In an effort to address long-standing complaints from the trucking industry that underride protection equipment adds weight and increases fuel costs, the bill also includes a performance standard whereby any new side underride guards must “contribute to fuel efficiency through the integration of aerodynamic design or components furthering fuel efficiency.” The provision is aimed at offsetting the operational costs of the guards by essentially requiring them to function as side skirts.
In addition, the latest version of the legislation would:
- Restart the U.S. Department of Transportation’s Advisory Committee on Underride Protection to provide recommendations on reducing underride crashes and severe injuries and fatalities caused by underrides.
- Require the DOT to publish a website making underrides research accessible to researchers, industry, and advocates.
- Instruct the National Academies of Sciences, Engineering, and Medicine to conduct a study on the prevalence of underride incidents, including those involving the fronts of large trucks.

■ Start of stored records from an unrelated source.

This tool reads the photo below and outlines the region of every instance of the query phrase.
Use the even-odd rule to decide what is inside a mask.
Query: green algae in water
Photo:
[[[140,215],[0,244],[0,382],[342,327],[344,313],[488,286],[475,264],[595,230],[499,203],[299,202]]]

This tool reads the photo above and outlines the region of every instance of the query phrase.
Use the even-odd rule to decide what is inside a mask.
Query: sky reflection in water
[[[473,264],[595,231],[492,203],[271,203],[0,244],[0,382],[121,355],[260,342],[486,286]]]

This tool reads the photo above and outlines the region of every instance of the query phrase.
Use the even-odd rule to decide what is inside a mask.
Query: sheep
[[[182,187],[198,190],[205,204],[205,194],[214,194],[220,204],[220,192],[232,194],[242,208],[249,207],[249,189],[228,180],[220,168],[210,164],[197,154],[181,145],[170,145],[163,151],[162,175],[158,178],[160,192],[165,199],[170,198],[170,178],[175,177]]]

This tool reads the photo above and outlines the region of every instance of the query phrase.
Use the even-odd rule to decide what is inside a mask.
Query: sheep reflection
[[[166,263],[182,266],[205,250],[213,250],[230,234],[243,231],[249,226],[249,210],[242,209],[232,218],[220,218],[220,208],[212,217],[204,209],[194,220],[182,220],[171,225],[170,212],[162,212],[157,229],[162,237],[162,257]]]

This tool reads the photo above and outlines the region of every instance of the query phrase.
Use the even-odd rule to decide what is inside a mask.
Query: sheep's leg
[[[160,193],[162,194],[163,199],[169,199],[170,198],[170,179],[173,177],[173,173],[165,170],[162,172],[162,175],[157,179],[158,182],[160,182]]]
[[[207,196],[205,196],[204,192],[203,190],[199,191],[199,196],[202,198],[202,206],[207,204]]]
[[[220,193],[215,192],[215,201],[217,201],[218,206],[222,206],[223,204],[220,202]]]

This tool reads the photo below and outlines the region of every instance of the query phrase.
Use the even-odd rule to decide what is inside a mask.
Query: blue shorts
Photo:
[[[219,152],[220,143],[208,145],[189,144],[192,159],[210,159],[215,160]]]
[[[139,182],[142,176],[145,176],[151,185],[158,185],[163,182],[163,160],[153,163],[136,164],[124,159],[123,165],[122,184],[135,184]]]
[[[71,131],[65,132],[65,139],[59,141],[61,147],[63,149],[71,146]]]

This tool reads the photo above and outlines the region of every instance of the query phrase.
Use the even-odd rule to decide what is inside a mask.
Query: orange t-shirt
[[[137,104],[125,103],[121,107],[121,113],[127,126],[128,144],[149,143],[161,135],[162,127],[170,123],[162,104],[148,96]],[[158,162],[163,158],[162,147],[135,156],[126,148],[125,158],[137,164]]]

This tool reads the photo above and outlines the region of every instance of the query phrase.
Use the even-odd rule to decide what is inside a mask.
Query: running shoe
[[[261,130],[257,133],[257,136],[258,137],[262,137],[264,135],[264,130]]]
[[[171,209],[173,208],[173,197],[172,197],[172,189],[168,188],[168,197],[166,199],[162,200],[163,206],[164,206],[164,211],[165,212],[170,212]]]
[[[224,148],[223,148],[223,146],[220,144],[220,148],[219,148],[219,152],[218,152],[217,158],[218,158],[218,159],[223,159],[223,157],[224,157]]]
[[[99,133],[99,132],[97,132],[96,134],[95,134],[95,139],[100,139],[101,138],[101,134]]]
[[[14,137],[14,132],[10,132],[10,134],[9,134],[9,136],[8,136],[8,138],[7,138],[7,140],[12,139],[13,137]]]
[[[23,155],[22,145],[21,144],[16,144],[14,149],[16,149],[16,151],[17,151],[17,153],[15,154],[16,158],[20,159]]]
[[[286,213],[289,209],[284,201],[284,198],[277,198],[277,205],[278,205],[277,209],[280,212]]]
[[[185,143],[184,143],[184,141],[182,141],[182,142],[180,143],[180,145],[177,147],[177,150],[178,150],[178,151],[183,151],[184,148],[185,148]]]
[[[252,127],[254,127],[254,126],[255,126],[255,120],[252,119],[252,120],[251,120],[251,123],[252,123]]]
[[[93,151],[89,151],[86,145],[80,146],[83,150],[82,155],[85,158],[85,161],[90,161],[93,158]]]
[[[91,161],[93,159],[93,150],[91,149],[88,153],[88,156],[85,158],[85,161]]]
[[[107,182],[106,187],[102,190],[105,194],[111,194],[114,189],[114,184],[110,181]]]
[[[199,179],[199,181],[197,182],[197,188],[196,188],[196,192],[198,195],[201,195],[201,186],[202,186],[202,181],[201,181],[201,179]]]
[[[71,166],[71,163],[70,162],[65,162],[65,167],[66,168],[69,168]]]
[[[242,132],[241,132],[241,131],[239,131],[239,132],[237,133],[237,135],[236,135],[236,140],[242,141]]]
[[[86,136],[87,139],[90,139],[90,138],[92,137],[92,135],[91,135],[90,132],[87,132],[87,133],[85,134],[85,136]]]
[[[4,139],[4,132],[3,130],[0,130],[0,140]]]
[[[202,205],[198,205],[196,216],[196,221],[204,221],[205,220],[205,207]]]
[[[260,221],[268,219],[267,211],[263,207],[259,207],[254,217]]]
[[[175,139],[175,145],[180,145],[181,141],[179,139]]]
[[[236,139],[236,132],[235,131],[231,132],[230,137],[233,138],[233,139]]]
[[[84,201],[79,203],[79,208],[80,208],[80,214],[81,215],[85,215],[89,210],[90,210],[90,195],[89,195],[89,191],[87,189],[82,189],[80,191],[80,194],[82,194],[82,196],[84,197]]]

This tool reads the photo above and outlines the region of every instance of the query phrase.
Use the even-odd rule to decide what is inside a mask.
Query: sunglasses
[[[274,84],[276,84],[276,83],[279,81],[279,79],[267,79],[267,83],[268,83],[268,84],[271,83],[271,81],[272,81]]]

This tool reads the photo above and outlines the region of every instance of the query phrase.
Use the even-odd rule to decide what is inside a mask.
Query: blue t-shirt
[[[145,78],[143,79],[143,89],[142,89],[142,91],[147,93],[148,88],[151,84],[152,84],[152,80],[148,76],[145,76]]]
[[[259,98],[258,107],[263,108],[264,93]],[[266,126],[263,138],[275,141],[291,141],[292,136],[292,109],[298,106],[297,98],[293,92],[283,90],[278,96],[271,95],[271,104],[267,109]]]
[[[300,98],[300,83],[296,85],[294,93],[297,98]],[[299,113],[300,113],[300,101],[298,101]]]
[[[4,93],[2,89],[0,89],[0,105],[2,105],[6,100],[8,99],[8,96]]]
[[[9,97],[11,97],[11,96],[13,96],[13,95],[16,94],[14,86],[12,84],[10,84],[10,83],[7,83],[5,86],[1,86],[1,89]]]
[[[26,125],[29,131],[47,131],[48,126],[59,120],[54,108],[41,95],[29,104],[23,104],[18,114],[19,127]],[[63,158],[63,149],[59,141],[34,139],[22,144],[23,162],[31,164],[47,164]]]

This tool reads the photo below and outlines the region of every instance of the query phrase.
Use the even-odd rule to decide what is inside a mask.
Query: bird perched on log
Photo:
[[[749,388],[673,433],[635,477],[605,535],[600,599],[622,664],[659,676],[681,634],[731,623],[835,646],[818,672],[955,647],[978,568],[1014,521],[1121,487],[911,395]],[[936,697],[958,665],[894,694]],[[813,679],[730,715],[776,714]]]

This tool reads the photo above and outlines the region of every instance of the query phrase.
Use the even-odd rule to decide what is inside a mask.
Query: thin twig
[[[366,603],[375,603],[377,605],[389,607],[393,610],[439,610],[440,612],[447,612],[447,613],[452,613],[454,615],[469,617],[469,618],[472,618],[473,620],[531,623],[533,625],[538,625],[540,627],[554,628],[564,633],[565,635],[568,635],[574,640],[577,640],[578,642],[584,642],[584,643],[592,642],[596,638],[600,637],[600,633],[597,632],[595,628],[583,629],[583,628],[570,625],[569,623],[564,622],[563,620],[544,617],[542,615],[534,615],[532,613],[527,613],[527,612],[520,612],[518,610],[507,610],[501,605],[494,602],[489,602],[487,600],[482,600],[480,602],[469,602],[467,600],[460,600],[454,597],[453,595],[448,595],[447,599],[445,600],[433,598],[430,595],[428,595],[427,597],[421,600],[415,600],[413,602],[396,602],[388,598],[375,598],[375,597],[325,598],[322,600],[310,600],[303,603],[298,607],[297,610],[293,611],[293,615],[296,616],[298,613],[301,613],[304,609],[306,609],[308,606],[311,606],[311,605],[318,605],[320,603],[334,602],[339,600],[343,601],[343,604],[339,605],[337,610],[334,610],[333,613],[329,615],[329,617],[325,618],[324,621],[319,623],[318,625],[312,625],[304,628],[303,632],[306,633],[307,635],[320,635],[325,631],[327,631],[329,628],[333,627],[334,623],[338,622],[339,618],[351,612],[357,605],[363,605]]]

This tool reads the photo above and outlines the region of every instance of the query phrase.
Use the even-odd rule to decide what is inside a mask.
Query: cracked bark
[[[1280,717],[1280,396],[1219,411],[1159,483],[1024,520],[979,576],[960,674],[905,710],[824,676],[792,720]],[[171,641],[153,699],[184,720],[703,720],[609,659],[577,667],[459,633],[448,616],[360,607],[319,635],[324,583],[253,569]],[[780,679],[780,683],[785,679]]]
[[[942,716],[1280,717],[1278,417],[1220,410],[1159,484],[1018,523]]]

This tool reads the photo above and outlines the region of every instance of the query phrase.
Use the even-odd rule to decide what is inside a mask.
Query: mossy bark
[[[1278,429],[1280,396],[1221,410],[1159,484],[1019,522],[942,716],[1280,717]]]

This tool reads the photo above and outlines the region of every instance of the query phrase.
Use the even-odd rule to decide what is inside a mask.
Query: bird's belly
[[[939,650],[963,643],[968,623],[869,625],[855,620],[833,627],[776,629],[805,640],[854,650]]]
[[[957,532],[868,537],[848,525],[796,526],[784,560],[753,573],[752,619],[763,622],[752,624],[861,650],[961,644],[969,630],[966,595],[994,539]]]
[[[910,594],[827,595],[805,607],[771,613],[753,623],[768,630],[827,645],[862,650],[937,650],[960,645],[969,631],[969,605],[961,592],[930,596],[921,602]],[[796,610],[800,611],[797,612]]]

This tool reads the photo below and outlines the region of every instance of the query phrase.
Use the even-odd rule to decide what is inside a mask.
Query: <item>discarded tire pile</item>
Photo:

- Instruct the Government Accountability Office to conduct a study of the implementation of NHTSA’s 2022 rear underride rule and provide suggestions to better improve the rule.
- Instruct NHTSA to review its Fatality Analysis Reporting System (FARS) and correct crashes in the database that should have been classified as an underride but were not.
- Instruct NHTSA to create free, on-demand web-based training for state and local law enforcement to better identify and document underride crashes.
Marianne Karth, who lost two daughters in an underride crash 13 years ago, has been on a mission to raise awareness for improved underride safety.
“The provisions in this bill need to become law to bring Americans safely home,” Karth said in a press statement. “I don’t want any more families to lose loved ones while engineering solutions gather dust on a shelf.”